Naval Medical Research Detachment
NAMRU-6-‘s mission is to conduct biomedical research in the field of infectious diseases and global health that is responsive to U.S. Navy requeriments and delivers life saving products including knowledge, technology, and medical materiel that sustain the effectiveness of the uniformed service members through respectful cooperation with our collaborators.
Research Departments
- Bacteriology: Among several projects, the major thrust of the bacterial disease research effort is on diarrheal disease pathogens, including field studies to determine the causes and impacts on diarrhea in military and traveler populations, characterization of virulence factors to aid vaccine development pipelines, and collaborative preclinical evaluations of candidate vaccines against Campylobacter, Entero-toxigenic E. coli, and Shigella. Antibiotic resistance is a growing concern and a priority of our research activity to determine the types of bacteria associated with resistance in hospitals and infections, common resistance profiles, and molecular mechanisms that determine resistance and able to be spread among bacterial pathogens. Our department is also involved in assessing the burden of sexually tramsitted infections among high-risk populations and investigating the bacterial causes of febrile diseases.
- Biomedical Informatics Department (BID) works in the intersection of information and communication technology and military health. The technical assistance provided by BID includes development, testing, monitoring, adoption, and evaluation of hardware and software solutions for the prevention of health threats of military relevance. The wider utility of its products allows BID’s multidisciplinary staff to collaborate with subject-matter experts from partner militaries and civilian communities interested in leveraging their capacity for bio-surveillance, early disease outbreak detection, and disease prevention using informatics and computational tools.
- Virology: Laboratory and field studies are conducted on HIV, dengue fever, dengue hemorrhagic fever, yellow fever, Mayaro fever, oropouche fever, Venezuelan equine encephalitis and hantavirus pulmonary syndrome to understand better their epidemiology, pathogenesis, immunology and virology. Research endeavors include efforts for the development of diagnosis tests. A more recent project was initiated to evaluate candidate dengue virus DNA vaccines.

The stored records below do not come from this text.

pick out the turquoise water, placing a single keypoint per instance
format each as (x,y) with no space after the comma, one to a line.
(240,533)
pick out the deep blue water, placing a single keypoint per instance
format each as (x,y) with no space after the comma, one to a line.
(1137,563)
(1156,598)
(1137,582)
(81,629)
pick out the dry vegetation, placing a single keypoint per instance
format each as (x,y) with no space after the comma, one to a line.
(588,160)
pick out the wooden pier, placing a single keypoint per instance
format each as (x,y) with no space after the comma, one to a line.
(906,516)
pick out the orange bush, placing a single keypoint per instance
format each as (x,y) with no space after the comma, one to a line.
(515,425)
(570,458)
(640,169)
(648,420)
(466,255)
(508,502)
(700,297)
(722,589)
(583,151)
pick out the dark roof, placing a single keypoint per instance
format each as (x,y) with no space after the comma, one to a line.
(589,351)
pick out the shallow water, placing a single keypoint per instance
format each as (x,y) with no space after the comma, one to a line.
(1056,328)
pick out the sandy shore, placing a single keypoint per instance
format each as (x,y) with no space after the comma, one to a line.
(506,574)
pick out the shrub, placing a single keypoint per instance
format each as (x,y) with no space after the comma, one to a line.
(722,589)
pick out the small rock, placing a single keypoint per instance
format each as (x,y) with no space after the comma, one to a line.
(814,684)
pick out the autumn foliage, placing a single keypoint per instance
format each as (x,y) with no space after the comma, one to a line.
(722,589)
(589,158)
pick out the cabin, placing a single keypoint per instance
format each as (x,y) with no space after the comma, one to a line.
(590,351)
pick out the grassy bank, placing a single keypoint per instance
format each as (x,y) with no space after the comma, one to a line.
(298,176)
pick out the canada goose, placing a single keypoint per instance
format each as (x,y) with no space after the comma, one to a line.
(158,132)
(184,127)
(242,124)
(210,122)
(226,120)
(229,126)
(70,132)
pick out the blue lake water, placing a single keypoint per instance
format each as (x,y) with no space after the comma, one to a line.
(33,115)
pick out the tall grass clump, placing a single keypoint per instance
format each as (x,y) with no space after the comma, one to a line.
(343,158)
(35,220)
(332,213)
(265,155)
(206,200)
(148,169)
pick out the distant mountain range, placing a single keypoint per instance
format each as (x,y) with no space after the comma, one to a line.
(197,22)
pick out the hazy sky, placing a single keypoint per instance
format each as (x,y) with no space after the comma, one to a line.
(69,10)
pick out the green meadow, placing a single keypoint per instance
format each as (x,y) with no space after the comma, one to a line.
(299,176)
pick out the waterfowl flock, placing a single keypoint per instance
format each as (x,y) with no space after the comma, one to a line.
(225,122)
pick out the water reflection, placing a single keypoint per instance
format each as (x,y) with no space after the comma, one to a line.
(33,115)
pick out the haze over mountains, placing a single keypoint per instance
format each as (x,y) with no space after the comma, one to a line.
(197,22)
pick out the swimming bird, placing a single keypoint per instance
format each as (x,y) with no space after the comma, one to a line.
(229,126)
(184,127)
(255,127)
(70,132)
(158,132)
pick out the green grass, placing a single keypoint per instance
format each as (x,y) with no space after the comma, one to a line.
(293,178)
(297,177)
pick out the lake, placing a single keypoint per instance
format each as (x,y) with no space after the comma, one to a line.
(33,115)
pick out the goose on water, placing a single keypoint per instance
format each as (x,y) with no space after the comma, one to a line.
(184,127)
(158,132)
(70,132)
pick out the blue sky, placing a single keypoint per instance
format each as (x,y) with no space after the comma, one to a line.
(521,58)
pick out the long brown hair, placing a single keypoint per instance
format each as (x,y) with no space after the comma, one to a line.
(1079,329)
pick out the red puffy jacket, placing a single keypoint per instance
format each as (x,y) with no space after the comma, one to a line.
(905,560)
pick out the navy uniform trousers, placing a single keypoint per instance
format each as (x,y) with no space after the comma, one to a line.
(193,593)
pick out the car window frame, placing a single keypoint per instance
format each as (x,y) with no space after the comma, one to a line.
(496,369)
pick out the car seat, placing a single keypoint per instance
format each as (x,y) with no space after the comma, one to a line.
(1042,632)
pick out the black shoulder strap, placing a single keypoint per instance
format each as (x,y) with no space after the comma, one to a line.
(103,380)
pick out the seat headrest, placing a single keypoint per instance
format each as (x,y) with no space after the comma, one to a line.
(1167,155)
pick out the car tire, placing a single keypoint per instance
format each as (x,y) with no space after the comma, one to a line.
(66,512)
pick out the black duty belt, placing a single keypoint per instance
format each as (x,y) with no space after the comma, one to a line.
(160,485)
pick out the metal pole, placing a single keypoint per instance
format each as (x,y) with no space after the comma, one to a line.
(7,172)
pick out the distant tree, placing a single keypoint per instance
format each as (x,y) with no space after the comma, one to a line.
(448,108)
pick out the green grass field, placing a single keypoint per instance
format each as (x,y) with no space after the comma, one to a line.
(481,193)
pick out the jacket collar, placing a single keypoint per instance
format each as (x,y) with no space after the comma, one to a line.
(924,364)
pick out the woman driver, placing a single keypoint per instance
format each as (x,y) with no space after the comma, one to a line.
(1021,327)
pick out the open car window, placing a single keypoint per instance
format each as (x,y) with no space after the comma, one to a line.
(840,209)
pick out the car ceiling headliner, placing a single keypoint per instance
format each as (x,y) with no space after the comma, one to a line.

- Entomology: Laboratory and field studies are focused on discovering and testing technologies that project military personnel in deployed settings. We do this through studying the biology, taxonomy and population dynamics of mosquitoes, sand flies and other insect vectors and their role in pathogen transmission. We maintain a colony of Anopheles darlingi, the most important malaria vector in Amazon for use in malaria vaccine development and testing of novel control measures.
- Parasitology: The Department of Parasitology at NAMRU-6 conducts research in malaria, leishmaniasis, and intestinal parasites in the Americas. With a multidisciplinary approach, Parasitology conducts studies on the epidemiology, diagnosis, treatment and control of parasitic diseases, combining basic and applied research cutting across multiple different disciplines. Research ranges from molecular biology and genetics through epidemiological field studies and vaccine and treatment trials. Department research and collaborations extend across Peru and our neighbor countries, maintaining a strong focus on endemic regions in the Amazon Basin. The parasitology research program is entirely supported by competitive funding, primarily from the United States Department of Defense (DoD) and the National Institutes of Health (NIH), among other funding sources. Parasitology has field teams in four sites in Peru: Lima; Bellavista in Piura; Padre Cocha in Iquitos, Loreto; and Delta 1 in Madre de Dios. The Department of Parasitology has multiple laboratories, field stations and study sites across Peru and also collaborations in other locations including Ecuador and Brazil.